The Burning of Washington
24-25 August 1814
Burning of Washington, 24 August 1814. Public domain.
Opposing Forces
Maj. Gen. Robert Ross, Rear Adm. George Cockburn
As at Bladensburg
Casualties: Minimal (~30 from accidental magazine explosion)
N/A - capital evacuated
Government and population had fled
Casualties: Extensive destruction of public property; national humiliation
On the evening of 24 August 1814, British forces entered the capital of the United States unopposed. Over the following hours, they systematically burned the principal public buildings of the American government – the Capitol, the President’s House (as the White House was then known), the Treasury, the War and State Departments, an arsenal, and a dockyard with a frigate under construction. It was, and remains, the only occasion since the American Revolution on which a foreign power captured and occupied Washington.
The city that Ross and Cockburn entered was largely deserted. The government had fled following the debacle at Bladensburg. President Madison had departed on horseback; Dolley Madison, in one of the war’s most famous episodes, had supervised the removal of a full-length portrait of George Washington by Gilbert Stuart before leaving the President’s House. The British found the table laid for dinner in the abandoned mansion – a detail noted with some amusement by Cockburn, who reportedly ate some of the food before ordering the building’s destruction.
The burning was conducted with a degree of discipline that has been insufficiently acknowledged in American accounts. Ross and Cockburn directed the destruction specifically at government and military property. Private dwellings, commercial buildings, and churches were, as a matter of policy, left intact. Looting was forbidden and, when discovered, was punished. Several contemporary American witnesses – including residents who remained in the city during the occupation – recorded their surprise at the restraint shown toward non-government property.
This restraint was not accidental. It reflected a deliberate British policy of targeted retaliation rather than indiscriminate destruction. The stated justification was explicit and specific: the American burning of the parliament buildings at York (Toronto) in April 1813, and the destruction of the town of Newark (Niagara-on-the-Lake) in December 1813. At Newark, the American commander Brigadier General George McClure had ordered the town burned in midwinter, leaving approximately 400 civilian families – men, women, children, and the elderly – homeless in freezing temperatures. The memory of Newark was fresh in the minds of officers and soldiers alike.
Ross was careful to distinguish between public and private targets. The Capitol was burned, including the Library of Congress – a loss that Thomas Jefferson would partially remediate by selling his personal collection to the government. The President’s House was gutted. The Treasury and the departments of War and State were destroyed. But the residential neighbourhoods of Washington were left standing, and the Patent Office was spared after its superintendent, William Thornton, argued that its contents – models and drawings of American inventions – constituted private intellectual property rather than government assets. The argument was accepted.

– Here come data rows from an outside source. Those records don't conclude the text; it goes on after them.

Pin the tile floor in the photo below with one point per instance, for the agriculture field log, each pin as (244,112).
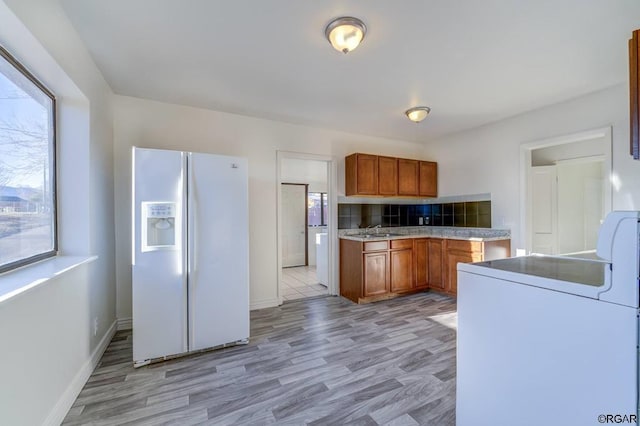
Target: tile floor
(300,282)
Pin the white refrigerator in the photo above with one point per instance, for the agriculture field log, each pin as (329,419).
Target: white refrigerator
(190,263)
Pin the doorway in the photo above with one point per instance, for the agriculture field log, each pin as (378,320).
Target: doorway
(294,224)
(305,226)
(567,192)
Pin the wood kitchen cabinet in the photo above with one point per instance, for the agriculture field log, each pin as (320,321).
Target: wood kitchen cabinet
(634,93)
(373,175)
(401,265)
(376,270)
(364,270)
(428,179)
(421,262)
(361,174)
(436,248)
(376,273)
(387,176)
(464,251)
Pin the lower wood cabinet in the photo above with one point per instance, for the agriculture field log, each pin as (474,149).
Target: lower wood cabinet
(375,270)
(376,273)
(421,262)
(464,251)
(436,263)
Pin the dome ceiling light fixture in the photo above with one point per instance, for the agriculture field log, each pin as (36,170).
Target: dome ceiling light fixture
(345,33)
(417,114)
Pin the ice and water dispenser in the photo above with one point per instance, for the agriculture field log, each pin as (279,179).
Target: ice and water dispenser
(158,226)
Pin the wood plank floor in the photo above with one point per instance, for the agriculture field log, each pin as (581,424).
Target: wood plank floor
(323,361)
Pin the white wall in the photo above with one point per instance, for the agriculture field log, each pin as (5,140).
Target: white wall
(47,333)
(487,159)
(159,125)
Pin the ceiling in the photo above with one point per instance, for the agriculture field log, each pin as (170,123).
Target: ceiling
(473,62)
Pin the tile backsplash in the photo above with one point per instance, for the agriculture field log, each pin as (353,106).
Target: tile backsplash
(476,214)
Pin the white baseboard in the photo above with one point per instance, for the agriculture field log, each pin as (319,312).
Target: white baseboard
(59,412)
(269,303)
(125,323)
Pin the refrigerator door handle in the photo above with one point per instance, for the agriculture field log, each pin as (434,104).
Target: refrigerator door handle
(186,254)
(192,246)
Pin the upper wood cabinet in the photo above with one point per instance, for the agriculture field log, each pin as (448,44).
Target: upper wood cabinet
(367,175)
(634,95)
(387,176)
(428,184)
(408,177)
(361,174)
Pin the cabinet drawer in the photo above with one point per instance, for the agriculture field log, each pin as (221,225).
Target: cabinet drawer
(405,243)
(376,245)
(463,245)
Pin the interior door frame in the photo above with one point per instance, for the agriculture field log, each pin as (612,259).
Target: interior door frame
(306,218)
(525,184)
(332,217)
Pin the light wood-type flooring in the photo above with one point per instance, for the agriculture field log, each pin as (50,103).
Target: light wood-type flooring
(320,361)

The one significant British casualties came not from American resistance but from an accident. A detachment investigating a building near Greenleaf Point triggered a magazine explosion that killed or wounded approximately thirty soldiers. This was the only substantial loss the British suffered during the entire Washington operation.
The burning of Washington served multiple purposes. It was an act of military retaliation, explicitly linked to American conduct in Canada. It was a demonstration of power – proof that Britain could strike at the heart of the United States when it chose to do so. And it was a psychological blow of the first order, humiliating the Madison administration and undermining the war party’s claim that the conflict was going well.

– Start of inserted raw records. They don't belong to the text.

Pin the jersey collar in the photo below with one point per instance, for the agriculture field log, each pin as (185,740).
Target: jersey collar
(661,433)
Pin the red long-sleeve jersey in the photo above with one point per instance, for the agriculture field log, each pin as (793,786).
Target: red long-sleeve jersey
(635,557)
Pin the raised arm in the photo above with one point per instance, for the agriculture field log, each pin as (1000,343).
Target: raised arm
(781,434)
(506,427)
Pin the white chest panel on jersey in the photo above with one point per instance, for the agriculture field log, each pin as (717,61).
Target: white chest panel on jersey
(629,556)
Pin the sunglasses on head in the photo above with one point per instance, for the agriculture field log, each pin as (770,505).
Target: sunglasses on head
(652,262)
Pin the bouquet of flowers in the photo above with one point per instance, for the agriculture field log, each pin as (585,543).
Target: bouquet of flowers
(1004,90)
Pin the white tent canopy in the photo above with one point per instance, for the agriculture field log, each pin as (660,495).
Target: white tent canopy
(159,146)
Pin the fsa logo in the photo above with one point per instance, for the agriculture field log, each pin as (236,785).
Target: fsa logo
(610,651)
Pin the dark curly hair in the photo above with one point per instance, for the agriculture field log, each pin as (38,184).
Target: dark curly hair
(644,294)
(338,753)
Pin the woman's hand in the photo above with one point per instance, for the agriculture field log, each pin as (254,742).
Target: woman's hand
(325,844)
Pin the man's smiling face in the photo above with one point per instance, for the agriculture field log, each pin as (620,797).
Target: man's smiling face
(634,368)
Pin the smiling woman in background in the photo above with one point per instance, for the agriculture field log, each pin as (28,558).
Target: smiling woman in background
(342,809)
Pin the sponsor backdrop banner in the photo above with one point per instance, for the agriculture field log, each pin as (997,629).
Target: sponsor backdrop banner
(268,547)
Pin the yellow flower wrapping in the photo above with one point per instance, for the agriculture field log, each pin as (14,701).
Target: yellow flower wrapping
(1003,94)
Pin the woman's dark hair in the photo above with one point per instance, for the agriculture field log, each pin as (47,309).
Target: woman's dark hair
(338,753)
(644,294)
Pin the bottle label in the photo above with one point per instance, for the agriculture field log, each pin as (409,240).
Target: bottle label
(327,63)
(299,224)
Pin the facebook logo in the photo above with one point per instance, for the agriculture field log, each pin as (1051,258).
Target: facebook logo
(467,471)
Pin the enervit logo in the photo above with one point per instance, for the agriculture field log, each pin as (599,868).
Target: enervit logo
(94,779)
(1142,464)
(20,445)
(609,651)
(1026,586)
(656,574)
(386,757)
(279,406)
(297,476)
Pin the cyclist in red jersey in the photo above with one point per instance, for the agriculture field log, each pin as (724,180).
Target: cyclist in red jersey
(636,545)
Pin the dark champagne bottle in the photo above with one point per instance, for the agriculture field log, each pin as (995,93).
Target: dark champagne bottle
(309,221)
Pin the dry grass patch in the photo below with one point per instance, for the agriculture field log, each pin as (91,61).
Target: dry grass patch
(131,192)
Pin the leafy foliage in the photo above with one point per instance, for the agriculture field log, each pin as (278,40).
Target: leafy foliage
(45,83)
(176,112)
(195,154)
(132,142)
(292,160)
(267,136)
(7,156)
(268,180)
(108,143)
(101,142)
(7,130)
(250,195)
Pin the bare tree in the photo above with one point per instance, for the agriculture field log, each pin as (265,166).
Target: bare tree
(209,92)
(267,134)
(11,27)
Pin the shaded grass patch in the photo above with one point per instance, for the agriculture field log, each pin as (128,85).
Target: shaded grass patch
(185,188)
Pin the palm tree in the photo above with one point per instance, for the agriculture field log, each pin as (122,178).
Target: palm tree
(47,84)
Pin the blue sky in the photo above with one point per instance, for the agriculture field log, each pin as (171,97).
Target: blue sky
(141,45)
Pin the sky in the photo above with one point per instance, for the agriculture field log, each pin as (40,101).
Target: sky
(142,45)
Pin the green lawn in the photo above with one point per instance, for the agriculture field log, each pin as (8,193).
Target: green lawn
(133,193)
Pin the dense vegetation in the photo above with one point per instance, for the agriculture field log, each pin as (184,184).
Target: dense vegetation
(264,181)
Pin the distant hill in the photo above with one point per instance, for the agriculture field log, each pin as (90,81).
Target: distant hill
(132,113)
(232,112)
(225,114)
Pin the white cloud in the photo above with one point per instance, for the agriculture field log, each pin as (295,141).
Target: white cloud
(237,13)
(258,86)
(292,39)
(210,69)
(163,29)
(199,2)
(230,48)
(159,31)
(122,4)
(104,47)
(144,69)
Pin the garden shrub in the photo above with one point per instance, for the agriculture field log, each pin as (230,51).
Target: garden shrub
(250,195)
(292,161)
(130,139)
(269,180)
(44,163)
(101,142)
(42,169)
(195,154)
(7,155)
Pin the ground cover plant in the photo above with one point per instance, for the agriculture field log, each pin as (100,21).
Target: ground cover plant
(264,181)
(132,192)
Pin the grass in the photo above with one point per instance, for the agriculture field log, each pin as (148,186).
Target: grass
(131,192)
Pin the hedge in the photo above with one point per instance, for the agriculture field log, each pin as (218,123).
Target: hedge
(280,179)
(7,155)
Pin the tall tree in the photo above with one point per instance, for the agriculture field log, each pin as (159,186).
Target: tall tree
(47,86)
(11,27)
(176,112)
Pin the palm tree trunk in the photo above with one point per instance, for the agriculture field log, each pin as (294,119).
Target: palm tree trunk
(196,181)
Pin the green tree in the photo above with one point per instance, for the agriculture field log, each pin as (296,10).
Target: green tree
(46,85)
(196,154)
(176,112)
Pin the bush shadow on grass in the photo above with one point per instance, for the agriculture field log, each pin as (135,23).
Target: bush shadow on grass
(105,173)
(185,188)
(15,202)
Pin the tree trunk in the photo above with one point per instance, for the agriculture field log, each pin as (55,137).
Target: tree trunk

On the evening of 25 August, a violent thunderstorm struck Washington – some accounts describe it as a tornado. The storm extinguished some of the fires and made conditions miserable for the occupying troops. Ross, having achieved his objective and recognising that the destruction of public buildings was complete, ordered a withdrawal that night. The British departed as quickly as they had arrived, marching back to their ships in the Chesapeake.
The political consequences within the United States were significant. The burning of Washington embarrassed the Madison administration, energised the anti-war Federalist movement (which would convene the Hartford Convention in December), and created a sense of crisis that would persist until the end of the war. It also generated, paradoxically, a surge of patriotic sentiment – a determination that the humiliation would not stand. The defence of Baltimore three weeks later, and the successful resistance at Fort McHenry that inspired the national anthem, were fuelled in part by the rage and shame of Washington’s fall.

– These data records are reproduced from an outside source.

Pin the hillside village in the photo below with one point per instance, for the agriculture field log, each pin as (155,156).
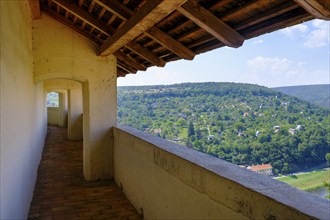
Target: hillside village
(240,123)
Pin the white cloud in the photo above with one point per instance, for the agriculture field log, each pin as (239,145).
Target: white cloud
(313,35)
(291,32)
(259,41)
(275,65)
(275,71)
(319,37)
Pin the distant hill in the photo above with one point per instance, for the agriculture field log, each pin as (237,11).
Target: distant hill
(241,123)
(316,94)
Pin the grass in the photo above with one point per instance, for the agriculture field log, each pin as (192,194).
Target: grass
(308,181)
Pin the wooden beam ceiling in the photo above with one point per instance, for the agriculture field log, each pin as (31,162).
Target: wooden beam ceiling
(145,18)
(146,54)
(210,23)
(318,8)
(85,16)
(143,33)
(170,43)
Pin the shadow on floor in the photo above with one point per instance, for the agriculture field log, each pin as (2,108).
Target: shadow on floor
(61,191)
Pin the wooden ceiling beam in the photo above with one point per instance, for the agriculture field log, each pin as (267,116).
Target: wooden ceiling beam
(116,8)
(70,25)
(85,16)
(267,15)
(146,54)
(170,43)
(146,17)
(124,13)
(318,8)
(284,22)
(210,23)
(35,8)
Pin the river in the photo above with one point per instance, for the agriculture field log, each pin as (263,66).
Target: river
(320,192)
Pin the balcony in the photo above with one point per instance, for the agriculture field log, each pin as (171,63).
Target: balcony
(162,180)
(167,181)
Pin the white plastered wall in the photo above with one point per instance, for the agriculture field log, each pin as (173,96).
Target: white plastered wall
(22,112)
(75,107)
(60,53)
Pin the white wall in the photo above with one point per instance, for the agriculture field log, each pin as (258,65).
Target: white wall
(70,56)
(22,106)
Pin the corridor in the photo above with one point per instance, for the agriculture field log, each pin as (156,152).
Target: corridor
(61,191)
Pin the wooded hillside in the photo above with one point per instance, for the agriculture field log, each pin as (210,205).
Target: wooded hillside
(240,123)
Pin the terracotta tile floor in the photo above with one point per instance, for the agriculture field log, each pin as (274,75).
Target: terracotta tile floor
(61,191)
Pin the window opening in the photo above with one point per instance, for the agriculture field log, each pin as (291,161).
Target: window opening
(53,99)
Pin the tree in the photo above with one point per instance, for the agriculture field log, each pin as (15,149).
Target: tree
(327,157)
(191,129)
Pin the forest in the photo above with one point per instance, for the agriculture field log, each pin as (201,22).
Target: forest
(241,123)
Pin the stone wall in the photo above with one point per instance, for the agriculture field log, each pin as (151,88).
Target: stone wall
(23,112)
(168,181)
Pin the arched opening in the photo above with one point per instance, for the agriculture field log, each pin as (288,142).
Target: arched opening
(57,108)
(65,106)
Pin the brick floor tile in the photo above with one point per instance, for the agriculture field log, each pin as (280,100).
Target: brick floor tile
(61,191)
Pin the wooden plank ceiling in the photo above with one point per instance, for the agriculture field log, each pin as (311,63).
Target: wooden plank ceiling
(145,33)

In the longer perspective of history, the burning of Washington illustrates a point that American popular memory has been reluctant to acknowledge: the United States initiated this war with the invasion of its neighbour, burned the capital of Upper Canada, destroyed civilian communities in midwinter, and then found itself unable to protect its own capital from retaliation. The chain of cause and effect runs in one direction, however uncomfortable that direction may be.
Significance
The burning of Washington demonstrated that the United States, having launched an invasion of its neighbour, could not defend its own seat of government. It remains the only capture of Washington by a foreign power since the Revolution.